I have a 2012 Cruze with the Pioneer system, but no MyLink. I would like to add the MyLink system as well.


----------



## CruzeTech (Mar 23, 2012)

Devildog8791 said:


> I have a 2012 Cruze with the Pioneer system, but no MyLink. I would like to add the MyLink system as well.


That's because myLink wasn't offered in 2012. Wasn't even an option. 


Sent from AutoGuide.com App


----------



## 2013Cruze (Aug 4, 2012)

lostjuan said:


> I would like to know the same. My guess is that with my 11 cruze would be no, as the radio also has more functions than just a radio. But it would be a massive awesome upgrade. Very strange how the my link system found in lowly chevy's cars out performs it cadillac's brand new CUE system.


What do you mean by MyLink out performs Cadillac's CUE system?


----------



## 115 (Nov 12, 2010)

This question has been answered many times on these forums. Someone from the Camaro5 forums is working on installing MyLink to a Camaro. Unfortunately the radios other than MyLink are different, so you cannot update the software. I believe there are four different radios. See below.

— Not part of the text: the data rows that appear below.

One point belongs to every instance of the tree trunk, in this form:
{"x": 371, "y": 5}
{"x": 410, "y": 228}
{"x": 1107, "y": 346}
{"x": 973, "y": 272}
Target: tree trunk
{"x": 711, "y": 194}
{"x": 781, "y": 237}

Adding Mylink to older gen5 camaro's - Camaro5 Chevy Camaro Forum / Camaro ZL1, SS and V6 Forums - Camaro5.com
I want a new Radio - Camaro5 Chevy Camaro Forum / Camaro ZL1, SS and V6 Forums - Camaro5.com


----------



## cruze01 (Mar 25, 2011)

bojangles said:


> This question has been answered many times on these forums. Someone from the Camaro5 forums is working on installing MyLink to a Camaro. Unfortunately the radios other than MyLink are different, so you cannot update the software. I believe there are four different radios. See below.
> 
> Adding Mylink to older gen5 camaro's - Camaro5 Chevy Camaro Forum / Camaro ZL1, SS and V6 Forums - Camaro5.com
> I want a new Radio - Camaro5 Chevy Camaro Forum / Camaro ZL1, SS and V6 Forums - Camaro5.com



I wanted to add it to my 2013, called the dealer and they told me no. The cars with MyLink have a different wiring design built in and it would be a massive undertaking to change it! Cost to much to be worth it.


----------



## JstCruzn (Mar 19, 2013)

cruze01 said:


> I wanted to add it to my 2013, called the dealer and they told me no. The cars with MyLink have a different wiring design built in and it would be a massive undertaking to change it! Cost to much to be worth it.

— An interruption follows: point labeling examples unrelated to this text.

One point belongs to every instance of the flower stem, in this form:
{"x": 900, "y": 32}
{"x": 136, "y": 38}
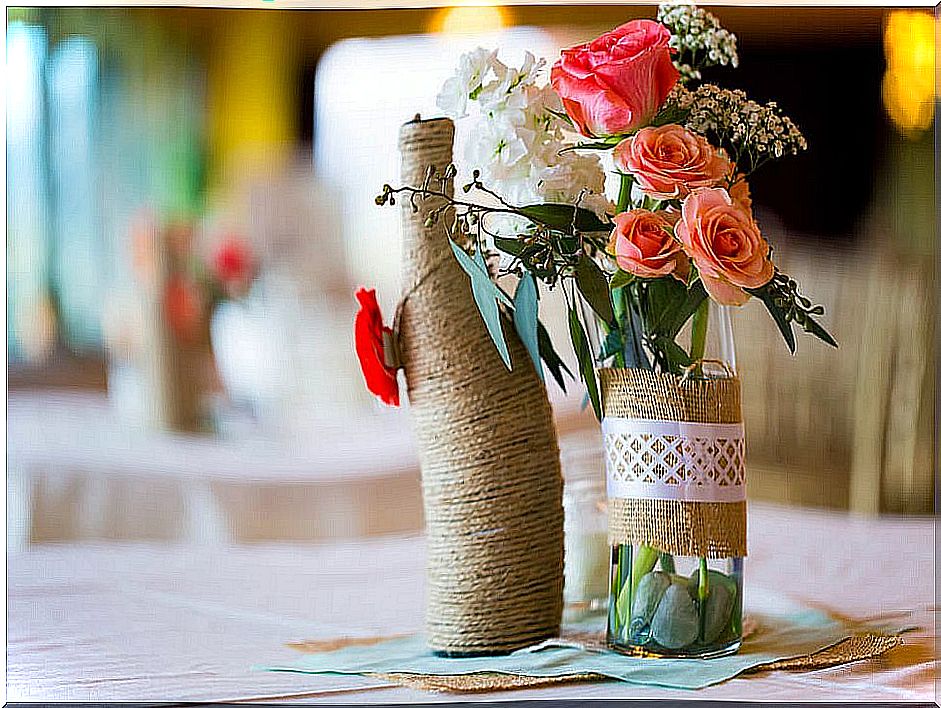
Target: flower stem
{"x": 697, "y": 345}
{"x": 624, "y": 193}
{"x": 703, "y": 593}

Chevy... always making things more complicated.


----------



## Devildog8791 (Apr 13, 2013)

CruzeTech said:


> That's because myLink wasn't offered in 2012. Wasn't even an option.
> 
> 
> Sent from AutoGuide.com App


Well, doesn't that suck. I guess I'll just do like I told the salesman and put my Samsung Galaxy Note II in front of the radio if I feel like I need a touchscreen.


----------



## brian v (Dec 25, 2011)

Tablets work nice too . Mine loves to float and say hello to all of the new some ones and it has a capacitive screen IT also gives me great MAPS of the entire world . IT floats real good to the DEPLOYANT that I Fabricated Last year , IT even can speak in different languages for me when I need to translate to the urban Newbians . Next door.


----------



## BlueTopaz (Aug 25, 2012)

Looks like the guys over on the Camaro 5 forum got a MyLink to work in a 2010 Camaro. The cost is kind of high though for all the extra equipment.


----------